Tech industry observers, however, argued that the state bill is unconstitutional as they gear to fight off the law in court.
The governor on Monday pointed fingers towards a “council of censors” in Silicon Valley for killing the discussion regarding the pandemic lockdowns and the source of the COVID-19 virus.
“I would say those lockdowns have ruined millions of people’s lives all around this country,” DeSantis aired his comments publicly. “Wouldn’t it have been good to have a full debate on that in our public square? But that was not what Silicon Valley wanted to do.”
Under the signed bill, online platforms will not be allowed to suspend a state’s political candidate. They can be fined $250, 000 daily if the politician seeks a position in the state and $25, 000 daily if the position is outside the statewide office.
Florida residents are also empowered by the said bill as they can file charges against tech firms for de-platforming.

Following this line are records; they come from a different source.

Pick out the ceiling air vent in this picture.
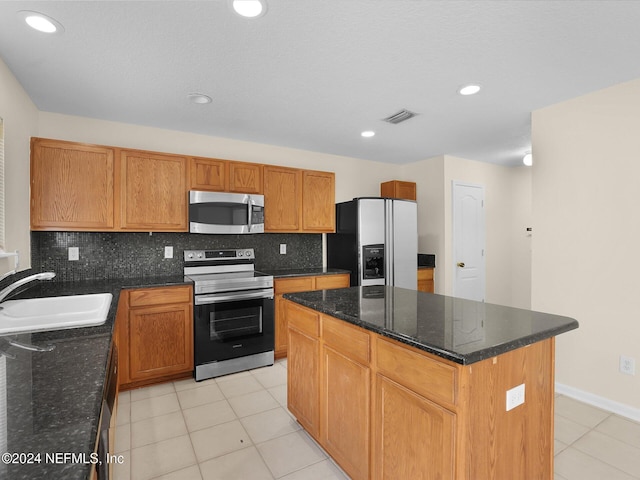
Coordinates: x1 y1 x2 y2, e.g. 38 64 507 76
382 109 418 124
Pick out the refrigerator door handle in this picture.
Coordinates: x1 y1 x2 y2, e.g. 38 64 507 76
385 200 394 286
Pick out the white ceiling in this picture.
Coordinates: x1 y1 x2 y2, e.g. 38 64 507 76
2 1 640 166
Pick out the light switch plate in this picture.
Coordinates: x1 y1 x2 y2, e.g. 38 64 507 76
68 247 79 261
164 246 174 259
506 383 525 411
280 244 286 254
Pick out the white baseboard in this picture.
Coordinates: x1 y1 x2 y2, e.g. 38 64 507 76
555 382 640 422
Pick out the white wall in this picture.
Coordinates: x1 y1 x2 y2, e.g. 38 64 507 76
532 78 640 413
0 58 38 274
37 112 394 203
406 154 532 308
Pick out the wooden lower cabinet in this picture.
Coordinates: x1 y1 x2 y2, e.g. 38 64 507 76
417 267 434 293
322 317 371 480
117 285 194 389
284 299 555 480
373 375 455 480
287 303 321 439
274 273 350 358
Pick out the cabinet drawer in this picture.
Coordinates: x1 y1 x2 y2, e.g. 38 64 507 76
322 315 370 365
129 285 192 307
275 276 315 294
314 274 350 290
375 337 457 406
286 301 320 337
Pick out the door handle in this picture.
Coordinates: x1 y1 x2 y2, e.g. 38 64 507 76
457 262 465 268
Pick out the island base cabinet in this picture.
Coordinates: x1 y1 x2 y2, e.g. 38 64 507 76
322 346 370 480
287 328 320 439
373 375 455 480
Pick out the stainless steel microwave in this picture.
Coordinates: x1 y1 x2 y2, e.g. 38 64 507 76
189 191 265 234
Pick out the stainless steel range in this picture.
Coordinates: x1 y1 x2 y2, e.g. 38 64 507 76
184 249 274 381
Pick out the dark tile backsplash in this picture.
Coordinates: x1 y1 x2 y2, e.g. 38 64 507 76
30 232 323 282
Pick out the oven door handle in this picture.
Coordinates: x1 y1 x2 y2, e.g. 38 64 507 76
195 288 274 305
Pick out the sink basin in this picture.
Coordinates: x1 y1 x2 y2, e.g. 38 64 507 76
0 293 113 335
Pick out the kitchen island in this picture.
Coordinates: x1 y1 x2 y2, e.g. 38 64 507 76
283 286 578 480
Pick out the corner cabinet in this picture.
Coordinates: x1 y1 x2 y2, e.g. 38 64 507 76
31 138 116 230
117 285 194 389
120 150 188 231
274 273 350 358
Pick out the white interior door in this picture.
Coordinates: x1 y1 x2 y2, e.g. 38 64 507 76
452 182 485 301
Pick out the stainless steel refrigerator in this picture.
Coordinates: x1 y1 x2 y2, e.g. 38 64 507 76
327 197 417 289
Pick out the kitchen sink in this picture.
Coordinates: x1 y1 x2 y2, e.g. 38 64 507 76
0 293 113 335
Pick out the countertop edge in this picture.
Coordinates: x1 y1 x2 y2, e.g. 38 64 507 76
283 291 579 366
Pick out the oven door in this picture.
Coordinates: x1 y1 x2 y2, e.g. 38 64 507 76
189 191 265 234
194 289 274 366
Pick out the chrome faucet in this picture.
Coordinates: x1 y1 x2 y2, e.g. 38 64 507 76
0 272 56 303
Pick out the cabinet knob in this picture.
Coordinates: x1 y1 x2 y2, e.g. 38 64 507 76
457 262 465 268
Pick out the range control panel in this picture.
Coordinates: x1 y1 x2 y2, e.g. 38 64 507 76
184 249 255 261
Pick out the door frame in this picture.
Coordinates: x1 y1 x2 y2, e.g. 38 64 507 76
451 181 486 301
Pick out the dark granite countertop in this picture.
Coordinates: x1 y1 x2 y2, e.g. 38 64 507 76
284 286 578 365
0 274 190 480
262 267 350 279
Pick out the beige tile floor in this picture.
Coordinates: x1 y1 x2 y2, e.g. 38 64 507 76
113 359 640 480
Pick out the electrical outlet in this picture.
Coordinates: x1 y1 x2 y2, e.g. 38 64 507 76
620 355 636 375
280 244 287 255
506 383 525 411
68 247 79 261
164 246 174 259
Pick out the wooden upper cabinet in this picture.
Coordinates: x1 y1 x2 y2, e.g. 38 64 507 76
264 166 301 232
302 170 335 232
229 161 263 194
190 158 262 194
381 180 416 201
190 157 228 191
31 138 116 230
120 150 188 231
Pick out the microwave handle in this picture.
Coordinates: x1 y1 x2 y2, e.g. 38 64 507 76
247 195 253 232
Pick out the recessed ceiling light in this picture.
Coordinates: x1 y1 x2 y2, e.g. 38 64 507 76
19 11 64 34
523 152 533 166
231 0 267 18
187 93 213 104
459 84 481 96
361 131 375 138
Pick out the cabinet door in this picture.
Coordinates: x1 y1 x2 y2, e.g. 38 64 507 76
302 170 335 232
120 150 188 231
128 303 194 381
381 180 416 201
264 166 301 232
30 138 115 230
373 375 455 480
190 157 228 191
274 294 288 358
322 346 370 480
314 273 350 290
287 301 321 439
229 161 263 194
417 268 434 293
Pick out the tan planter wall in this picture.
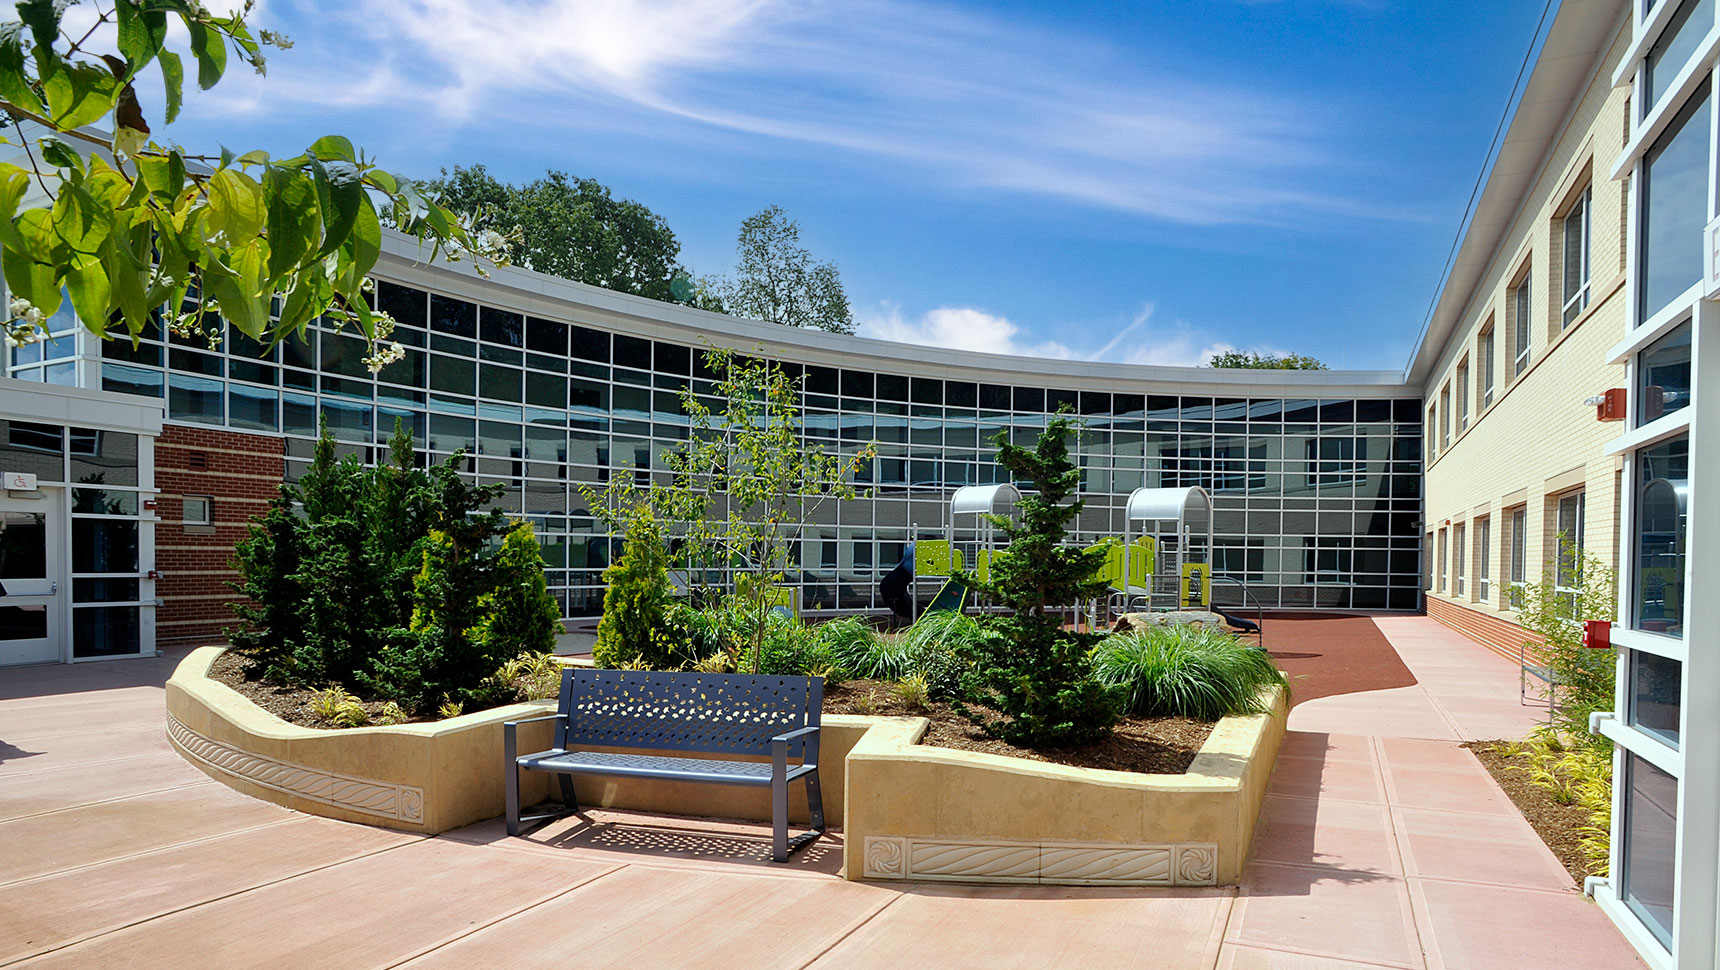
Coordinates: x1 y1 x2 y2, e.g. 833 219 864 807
169 648 1286 886
844 686 1288 886
165 647 866 834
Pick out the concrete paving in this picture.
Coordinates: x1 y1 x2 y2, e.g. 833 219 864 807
0 619 1641 969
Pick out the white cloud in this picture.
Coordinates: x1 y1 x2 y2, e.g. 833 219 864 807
185 0 1371 225
857 304 1075 359
858 300 1276 369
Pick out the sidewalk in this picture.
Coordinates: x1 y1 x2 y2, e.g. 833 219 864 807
1220 615 1639 969
0 620 1643 969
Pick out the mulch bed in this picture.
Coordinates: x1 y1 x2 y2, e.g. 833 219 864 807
208 652 432 729
824 679 1213 774
1260 613 1418 706
1466 740 1596 884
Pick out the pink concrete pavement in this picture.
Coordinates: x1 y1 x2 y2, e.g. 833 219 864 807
0 620 1642 969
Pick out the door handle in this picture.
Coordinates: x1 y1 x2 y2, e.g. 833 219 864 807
50 581 57 595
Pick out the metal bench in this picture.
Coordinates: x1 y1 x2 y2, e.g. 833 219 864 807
503 668 825 862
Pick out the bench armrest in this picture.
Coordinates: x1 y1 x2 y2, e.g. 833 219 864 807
504 713 565 764
771 724 821 775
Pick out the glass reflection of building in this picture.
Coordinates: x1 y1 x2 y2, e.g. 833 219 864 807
29 269 1426 619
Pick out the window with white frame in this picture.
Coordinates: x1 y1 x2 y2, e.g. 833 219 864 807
1561 187 1592 328
1639 86 1711 323
1456 359 1469 432
182 495 213 528
1476 515 1491 602
1437 528 1447 593
1480 323 1495 407
1555 490 1586 592
1453 522 1465 596
1439 384 1450 451
1507 505 1526 608
1512 270 1532 374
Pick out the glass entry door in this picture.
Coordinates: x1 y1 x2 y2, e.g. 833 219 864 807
0 492 63 665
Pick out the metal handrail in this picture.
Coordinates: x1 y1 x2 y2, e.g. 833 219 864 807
1210 575 1266 650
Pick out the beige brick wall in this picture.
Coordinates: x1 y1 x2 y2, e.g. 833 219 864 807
1423 23 1630 632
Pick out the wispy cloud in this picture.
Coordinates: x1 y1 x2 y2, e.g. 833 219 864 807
187 0 1370 225
857 301 1265 369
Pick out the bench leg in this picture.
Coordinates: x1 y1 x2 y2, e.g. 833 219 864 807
772 769 789 863
505 760 522 837
557 772 580 813
805 770 826 834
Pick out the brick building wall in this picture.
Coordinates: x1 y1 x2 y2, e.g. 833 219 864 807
154 424 284 647
1421 24 1630 649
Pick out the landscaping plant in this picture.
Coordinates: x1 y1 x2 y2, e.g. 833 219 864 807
955 417 1121 747
1091 626 1285 721
1515 539 1618 743
229 422 558 715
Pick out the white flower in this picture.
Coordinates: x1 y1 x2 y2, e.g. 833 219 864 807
22 307 45 327
363 341 406 374
360 276 376 294
8 297 31 320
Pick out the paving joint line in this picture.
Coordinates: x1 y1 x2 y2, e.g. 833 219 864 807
0 830 432 969
791 889 908 970
0 779 215 826
376 862 631 970
0 815 298 891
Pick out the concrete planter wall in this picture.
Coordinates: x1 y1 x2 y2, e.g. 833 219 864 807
164 647 867 835
843 686 1288 887
168 647 1286 885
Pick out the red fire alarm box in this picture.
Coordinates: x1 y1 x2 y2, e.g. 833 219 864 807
1583 620 1612 649
1596 388 1626 422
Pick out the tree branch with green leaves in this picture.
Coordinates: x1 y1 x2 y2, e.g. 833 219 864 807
0 0 509 363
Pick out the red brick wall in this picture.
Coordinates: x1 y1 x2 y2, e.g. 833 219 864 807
154 424 284 647
1426 596 1541 665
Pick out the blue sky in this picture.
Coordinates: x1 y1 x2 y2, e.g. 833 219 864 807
144 0 1550 370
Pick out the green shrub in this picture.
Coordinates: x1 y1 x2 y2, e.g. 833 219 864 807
473 521 562 661
592 503 686 670
816 616 899 678
956 417 1121 747
1515 540 1617 745
737 611 824 675
1091 626 1285 721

Other US states like Oklahoma, Kentucky, Utah and Arkansas are also mulling the same legislation.
The state bill came in the light of the proposal of US lawmakers on important changes to the federal law that provides online platforms the freedom to choose items for the people to consume without legal consequences.
Democrats have attacked Section 230 of the Communications Act of 1934, claiming that the platforms take advantage of the law’s immunity shield while it does little to act against attacking content. Republicans, on the other hand, think that the platforms control too much information.